FRANKENSTEIN de Bernard Rose
Frankenstein
Difficile, pour le réalisateur de Paperhouse et Candyman, d’échapper au bide cinglant (et totalement injustifié) dont a été récemment victime son riche concurrent, le Docteur Frankenstein de Paul McGuigan. Produit pour moins de 3 millions de dollars, soit vingt fois moins que le blockbuster de la Fox, le Frankenstein de Bernard Rose essuie aujourd’hui les plâtres d’un marché de plus en plus étriqué. On peut même craindre que le film soit oublié avant d’avoir pu rencontrer son audience, un risque décuplé par une distribution limitée à la vidéo (bande de chanceux : on vous le propose avec votre mag’). Ce serait tragique, car le long-métrage propose l’adaptation la plus novatrice des écrits de Shelley depuis le Frankenstein junior de Mel Brooks. Désireux de prendre le genre à revers, Bernard Rose étonne déjà par ses choix esthétiques radicaux, accentués par une économie de moyens obligatoire. Certes, le tournage éclair n’est pas sans occasionner quelques maladresses à l’écran, notamment lorsqu’une foule en colère à la crédibilité toute relative fait subir à la créature un chemin de croix elliptique. Avouons-le, Frankenstein peut paraître cheap par moments, mais son budget réduit renforce paradoxalement ses partis pris visuels et son travail minutieux sur le point de vue. Entièrement narré à la première personne, le film tire profit de décors minimalistes ; des décors qui s’éclaircissent au fur et à mesure que la créature comprend le monde des hommes. Ainsi, les murs décrépits du laboratoire originel ont beau avoir été vus dans mille autres séries B, ils trouvent ici une résonnance dramatique indéniable, symbolisant le secret honteux que représente le monstre. L’exploration de la nature environnante, puis d’une ville décadente (volontaire ou non, le choix de Los Angeles est approprié), suit la même logique. Rose fuit les plans larges, exploite en permanence le hors champ et opte la plupart du temps pour de longues focales afin de canaliser la désorientation de son personnage, mais aussi ses tâtonnements dans le monde des vivants. En résulte une expérience sensorielle souvent puissante, ponctuée par des sursauts de violence effroyables.

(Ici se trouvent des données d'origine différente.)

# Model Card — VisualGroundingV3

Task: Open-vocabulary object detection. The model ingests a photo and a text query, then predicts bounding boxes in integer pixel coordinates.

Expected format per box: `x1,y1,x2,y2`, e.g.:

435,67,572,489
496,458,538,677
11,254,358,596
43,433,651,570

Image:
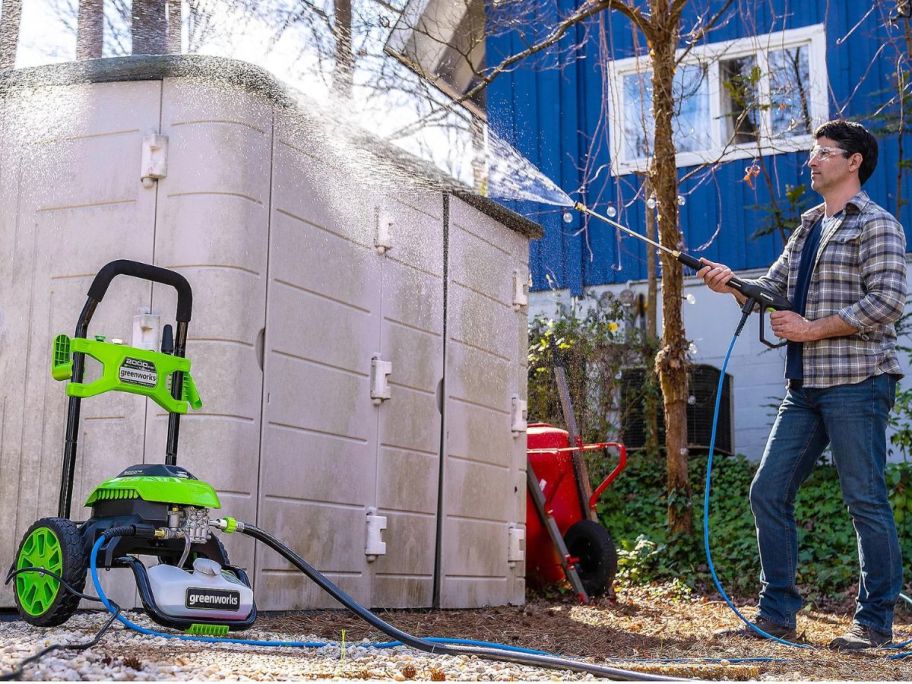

Évoquant Frère de sang ou Maniac dans sa manière d’arpenter caméra à l’épaule les bas-fonds d’une mégalopole dégénérée, Frankenstein renverse comme chez Frank Henenlotter et William Lustig les repères moraux de son récit. Interprété avec une implication quasi maladive par l’Australien Xavier Samuel (vu en boyfriend séquestré dans The Loved Ones), le monstre s’impose dès le plan d’ouverture comme le noyau du projet, son vecteur émotionnel fondamental. Les sévices cliniques, les châtiments corporels et les mutations cellulaires qu’il subit dès sa création conditionnent l’ensemble du récit, et Rose n’hésite pas à baigner son premier acte dans une violence exacerbée et systématique, tellement extrême qu’elle questionne la notion même d’humanité. Cette violence contraste avec une voix off au recul salvateur, reproduisant au mot près les monologues romantiques du roman de Shelley. S’il change d’époque et évite comme la peste toute imagerie gothique (l’idée d’une créature imprimée en 3D est au contraire digne d’un Cronenberg, et une scène de nudité pourrissante rappelle La Mouche), Bernard Rose respecte ainsi constamment l’essence du livre, auquel il voue une fidélité sans bornes. Les chapitres de la petite fille, de l’aveugle et des retrouvailles avec le créateur en témoignent, et le discours sociétal qui s’installe peu à peu révèle à quel point le propos de Shelley, pourtant bicentenaire, reste aujourd’hui brûlant.